The U.S. Securities and Exchange Commission (SEC) has filed formal charges against Nathan Fuller from Texas, alleging he defrauded investors using artificial intelligence-powered crypto trading bots. Nearly 150 investors were reportedly lured into the scheme, which amassed a total of $12.3 million.
Big profits promised with artificial intelligence
Nathan Fuller, based in Cypress, Texas, operated under the name Privvy Investments, and also did business as Gateway Digital Investments. According to filings by the SEC in the Southern District of Texas, Fuller ran the investment scheme from October 2022 until mid-2024.
Investors were enticed with promises of exceptionally high returns, including claims of 40 to 50 percent profits within 30 to 45 days. Some were even guaranteed more than 100 percent returns in just 21 days. Fuller assured participants their funds were secured by a surety bond, insured by the Federal Deposit Insurance Corporation (FDIC), and protected by professional liability insurance. The SEC stated these assurances were entirely false.
Glossary: A surety bond is a third-party financial guarantee that a person or institution will fulfill their obligations. In the U.S., these are often used to enhance investment security, but their authenticity should be scrutinized, especially in the crypto sector.
How the scheme operated
At the heart of the scam were specialized trading bots purportedly powered by artificial intelligence, allegedly executing high-frequency arbitrage trades in the crypto markets. However, the SEC determined these bots did not actually function as advertised.
The complaint stated, “Fuller’s bots did not process investor funds as the investors believed.”
Of the $12.3 million collected, at least $6.2 million was diverted for Fuller’s personal use.

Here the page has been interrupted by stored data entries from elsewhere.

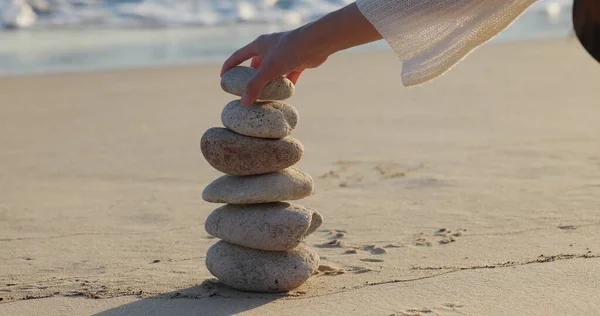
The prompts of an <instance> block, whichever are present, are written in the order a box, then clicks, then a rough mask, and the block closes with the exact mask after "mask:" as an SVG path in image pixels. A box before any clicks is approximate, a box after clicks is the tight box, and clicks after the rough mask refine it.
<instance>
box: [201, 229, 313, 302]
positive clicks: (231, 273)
mask: <svg viewBox="0 0 600 316" xmlns="http://www.w3.org/2000/svg"><path fill="white" fill-rule="evenodd" d="M319 259H320V258H319V255H318V254H317V253H316V252H315V251H314V250H312V249H310V248H308V247H306V246H303V245H300V246H298V247H297V248H294V249H292V250H290V251H264V250H258V249H251V248H247V247H242V246H238V245H234V244H231V243H228V242H225V241H222V240H221V241H218V242H217V243H215V244H214V245H213V246H212V247H210V248H209V249H208V252H207V253H206V267H207V268H208V271H210V273H212V274H213V275H214V276H215V277H217V278H218V279H219V280H221V282H223V283H225V284H226V285H228V286H230V287H232V288H234V289H238V290H242V291H252V292H288V291H291V290H293V289H295V288H297V287H299V286H300V285H302V283H304V282H306V280H308V279H309V278H310V277H311V276H312V275H313V274H314V273H315V271H316V270H317V269H318V267H319V261H320V260H319Z"/></svg>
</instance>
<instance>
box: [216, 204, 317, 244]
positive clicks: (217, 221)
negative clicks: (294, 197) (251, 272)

About $5.5 million was used to pay returns to earlier investors, following a classic Ponzi-like structure. To keep the scheme alive, participants received fake account statements and fabricated correspondence made to appear as if sent from legitimate companies.
SEC steps up action against crypto fraud
With this filing, the SEC is seeking a permanent injunction against Fuller, the return of ill-gotten gains, and financial penalties. The authority highlights a recent spike in AI-themed crypto scams, noting a similar $14 million case last year where fraudulent financial experts used WhatsApp groups to lure investors by touting artificial intelligence.

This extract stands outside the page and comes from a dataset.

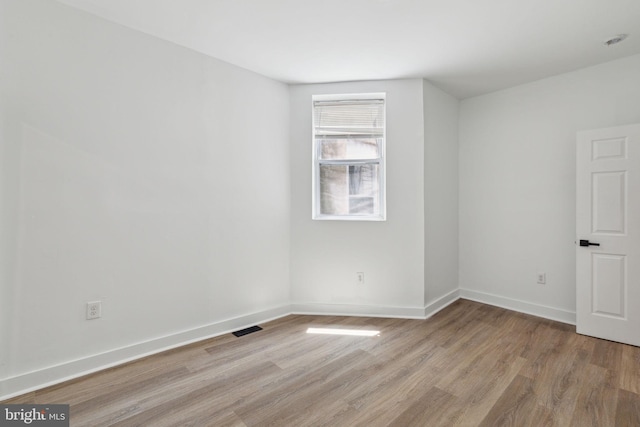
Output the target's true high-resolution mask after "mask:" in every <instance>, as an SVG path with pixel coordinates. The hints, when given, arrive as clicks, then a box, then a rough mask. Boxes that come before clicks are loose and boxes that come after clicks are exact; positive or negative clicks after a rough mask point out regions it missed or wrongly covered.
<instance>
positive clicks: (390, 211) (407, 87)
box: [290, 79, 424, 315]
mask: <svg viewBox="0 0 640 427" xmlns="http://www.w3.org/2000/svg"><path fill="white" fill-rule="evenodd" d="M366 92H386V93H387V103H386V105H387V107H386V108H387V151H386V156H387V221H384V222H366V221H365V222H360V221H357V222H356V221H313V220H312V219H311V164H312V161H311V135H312V121H311V97H312V95H315V94H338V93H366ZM290 94H291V95H290V108H291V120H290V126H291V131H290V135H291V195H292V209H291V297H292V302H293V306H294V309H296V310H297V311H314V312H323V311H333V312H344V313H358V312H362V313H368V314H377V313H386V314H398V315H401V314H404V315H420V313H422V312H423V307H424V180H423V175H424V167H423V159H424V144H423V141H424V135H423V133H424V125H423V115H422V97H423V89H422V80H419V79H413V80H395V81H379V82H356V83H340V84H325V85H299V86H292V87H291V89H290ZM356 272H364V273H365V284H364V285H358V284H357V283H356Z"/></svg>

Ongoing Bitcoin Latinum investigation
Just last month, the SEC brought similar accusations against crypto executive Donald Basile and two companies he controlled. Through the token Bitcoin Latinum, they allegedly raised around $16 million from hundreds of investors. The trend points to the agency’s increasingly firm stance on misconduct in the digital asset sector.
Nonetheless, the SEC has acknowledged in official statements that in certain past cases, fines were imposed without direct benefit to investors and some legal enforcements had been misinterpreted. In the previous year, the agency initiated 95 separate crypto-related lawsuits, resulting in a total of $2.3 billion in penalties.